La troupe du Nouveau Théâtre Populaire joue quoi qu’il advienne, « sous la pluie, ou sous les étoiles » dit-elle avant de lancer chaque pan du spectacle.
Nous sommes ainsi averti·es : rien n’arrêtera la représentation, pas même les intermèdes qui seront chantés et déclamés par des comedien·nes infatigables. Rien ne pourra interrompre les 7h de théâtre qui nous attendent pour nous conter l’histoire de Lucien de Rubempré, irritant héros balzacien qui sacrifie tous ceux et toutes celles qui l’aiment à sa folie des grandeurs. Rien ne viendra épuiser notre volonté d’être là, au Théâtre de la Tempête. Et c’est certainement le plus bel oxymore qui soit : alors que, sur scène, les vies se heurtent à une société capitaliste qui les exploite et les évide, la salle, elle, se galvanise.
Notre Comédie Humaine est pourtant l’histoire de multiples chutes : celle du jeune naïf dans la corruption puis la mort, celle de la comédie dans la tragédie, celle de Satan qui finit par occuper la scène et prendre la place de Balzac lui-même pour tirer les ficelles de l’intrigue et diriger les personnages comme des pions sur son échiquier des intérêts concurrents. Mais nous, spectateurs, spectatrices, restons épargné·es par ce tarissement des énergies. Nous sommes, en quelque sorte, sauvé·es par le théâtre qui crée cet espace métonymique où les vices et les douleurs de notre monde se reflètent mais se mettent aussi à distance.

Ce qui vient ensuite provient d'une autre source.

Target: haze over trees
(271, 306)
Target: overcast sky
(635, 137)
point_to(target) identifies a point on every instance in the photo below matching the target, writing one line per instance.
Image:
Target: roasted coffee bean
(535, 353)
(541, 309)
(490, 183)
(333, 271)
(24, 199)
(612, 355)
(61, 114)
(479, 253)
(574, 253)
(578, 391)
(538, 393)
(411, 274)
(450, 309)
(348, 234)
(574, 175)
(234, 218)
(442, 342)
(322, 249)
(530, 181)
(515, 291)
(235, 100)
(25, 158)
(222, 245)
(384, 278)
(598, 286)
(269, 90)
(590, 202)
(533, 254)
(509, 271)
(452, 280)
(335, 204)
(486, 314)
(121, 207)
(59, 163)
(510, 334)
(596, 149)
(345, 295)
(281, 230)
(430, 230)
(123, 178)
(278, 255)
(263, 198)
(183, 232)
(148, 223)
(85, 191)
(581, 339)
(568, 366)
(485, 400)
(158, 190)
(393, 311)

Il faut dire qu’il est savoureux de regarder Balzac lui-même nous donner une leçon de politique et nous expliquer qu’au XIXe siècle, la gauche est libérale parce que la droite est royaliste. Il est savoureux également de l’entendre nous annoncer les archétypes sociaux qui vont s’agiter devant nous comme des ombres effrayantes et ridicules à la fois. La satire commence, libre à nous de ne pas nous reconnaître et de refuser ainsi le pacte d’intelligence et d’honnêteté qui nous est proposé. Nous devons toutefois nous laisser porter par le rythme effréné de ces trois pièces réglées comme du papier à musique.
Le triptyque s’ouvre sur les notes enjouées de l’opérette dont les tonalités légères sont alourdies par les prothèses démesurées, les postiches glissants, les costumes démodés et les couleurs trop vives, presque écoeurantes. Médisons, médisons, médisons la vérité chantent les commères d’Angoulême qui nous signalent ainsi que le temps est au mensonge et à l’artifice : ce ne sont pas des personnages que nous regardons mais des masques grossiers qui se montrent du doigt et se dénoncent comme tels. Ainsi, nous médisons mais nous disons la vérité.

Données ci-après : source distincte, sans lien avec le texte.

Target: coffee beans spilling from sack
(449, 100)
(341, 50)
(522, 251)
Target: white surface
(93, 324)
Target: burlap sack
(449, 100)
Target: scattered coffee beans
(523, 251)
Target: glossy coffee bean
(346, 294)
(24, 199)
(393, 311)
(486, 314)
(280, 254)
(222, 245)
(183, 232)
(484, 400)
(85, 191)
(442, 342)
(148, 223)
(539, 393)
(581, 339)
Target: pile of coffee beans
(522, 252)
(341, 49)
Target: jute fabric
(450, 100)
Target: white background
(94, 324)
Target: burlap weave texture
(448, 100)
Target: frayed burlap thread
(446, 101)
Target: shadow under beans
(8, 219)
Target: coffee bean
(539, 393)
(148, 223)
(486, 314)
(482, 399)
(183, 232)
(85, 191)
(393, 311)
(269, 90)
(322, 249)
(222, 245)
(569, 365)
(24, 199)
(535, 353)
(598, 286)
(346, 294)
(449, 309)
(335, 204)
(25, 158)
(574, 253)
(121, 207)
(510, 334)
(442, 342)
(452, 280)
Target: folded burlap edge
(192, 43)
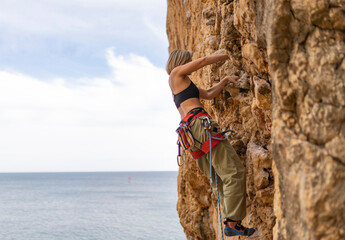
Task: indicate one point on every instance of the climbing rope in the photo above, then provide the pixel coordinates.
(207, 125)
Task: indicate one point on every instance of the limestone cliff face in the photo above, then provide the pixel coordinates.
(291, 52)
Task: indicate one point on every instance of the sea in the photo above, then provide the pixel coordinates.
(89, 206)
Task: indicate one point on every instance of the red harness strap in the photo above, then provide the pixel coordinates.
(205, 148)
(186, 118)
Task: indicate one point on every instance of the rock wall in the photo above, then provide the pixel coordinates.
(291, 52)
(205, 27)
(307, 65)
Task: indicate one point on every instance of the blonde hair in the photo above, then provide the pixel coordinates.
(177, 58)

Il faut attendre la deuxième pièce pour que les visages quittent les appendices de la caricature et nous reviennent plus nus, plus mesurés, plus humains. Les miroitements se précisent : les journalistes qui se disent très à gauche et pactisent avec les royalistes ressemblent à des macronistes en mal d’opinions et la marquise d’Espard a des airs de patronne du CAC 40. Balzac, quant à lui, se déleste de son costume d’écrivain. Il tient désormais une baraque à mauvaises frites, il fait sa cuisine, et les personnages affamés ne savent pas s’en préserver.
À la fin du deuxième pan, nous assistons à la disparition progressive du décor qui emporte avec lui les derniers restes de comédie. La tragédie s’installe dans un désert d’objets, comme si elle avait besoin qu’il n’y ait plus que des corps sur scène, des corps qui se tordent, se convulsent et disparaissent dans des trappes pour que le théâtre lui-même les avale et le digère.

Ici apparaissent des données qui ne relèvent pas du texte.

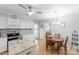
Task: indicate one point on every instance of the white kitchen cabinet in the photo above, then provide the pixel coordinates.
(3, 44)
(2, 22)
(26, 24)
(12, 23)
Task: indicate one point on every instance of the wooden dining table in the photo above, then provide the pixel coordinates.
(57, 40)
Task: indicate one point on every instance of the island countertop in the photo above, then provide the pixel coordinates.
(16, 47)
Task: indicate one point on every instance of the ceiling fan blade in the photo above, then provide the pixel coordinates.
(22, 6)
(39, 12)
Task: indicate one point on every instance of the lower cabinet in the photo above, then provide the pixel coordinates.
(3, 44)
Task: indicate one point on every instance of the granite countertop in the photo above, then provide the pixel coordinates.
(15, 47)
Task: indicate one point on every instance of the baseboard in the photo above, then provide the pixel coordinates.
(2, 53)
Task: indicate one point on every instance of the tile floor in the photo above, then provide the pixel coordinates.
(41, 50)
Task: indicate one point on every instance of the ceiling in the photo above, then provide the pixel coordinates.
(47, 9)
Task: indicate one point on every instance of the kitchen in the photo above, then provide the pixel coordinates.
(23, 27)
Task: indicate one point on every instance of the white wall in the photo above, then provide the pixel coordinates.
(71, 24)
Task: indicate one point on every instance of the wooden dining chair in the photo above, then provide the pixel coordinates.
(57, 35)
(49, 43)
(64, 45)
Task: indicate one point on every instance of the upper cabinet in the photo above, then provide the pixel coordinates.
(2, 22)
(12, 23)
(15, 23)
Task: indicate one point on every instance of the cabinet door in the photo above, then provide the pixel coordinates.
(2, 22)
(12, 23)
(26, 24)
(3, 44)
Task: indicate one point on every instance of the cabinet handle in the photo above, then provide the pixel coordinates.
(28, 53)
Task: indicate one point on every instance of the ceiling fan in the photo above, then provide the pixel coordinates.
(30, 10)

La Comédie humaine du Nouveau Théâtre Populaire nous rappelle la mollesse de nos émotions que les artistes modèlent comme de la glaise. On rit puis on s’effraie en un claquement de doigts ; on s’excite en une gorgée de café et on s’assombrit le temps d’un intermède. À la fin, il ne nous reste que le rouge et le noir des splendeurs et des misères de ces êtres désœuvrés, venus au monde après la Révolution, après l’Empire, après la bataille et la gloire. Mettre en scène ce Balzac pessimiste des énergies gâchées, c’est interroger le présent. Sommes-nous né·es trop tard nous aussi ? Trop tard pour agir et donner un sens à tout cela ? Le triptyque progresse, quoi qu’il en soit, à rebours et ce sont les intermèdes qui nous le disent puisque le purgatoire ne sauve personne, il nous conduit en enfer. Le paradis est derrière nous, irrémédiablement perdu.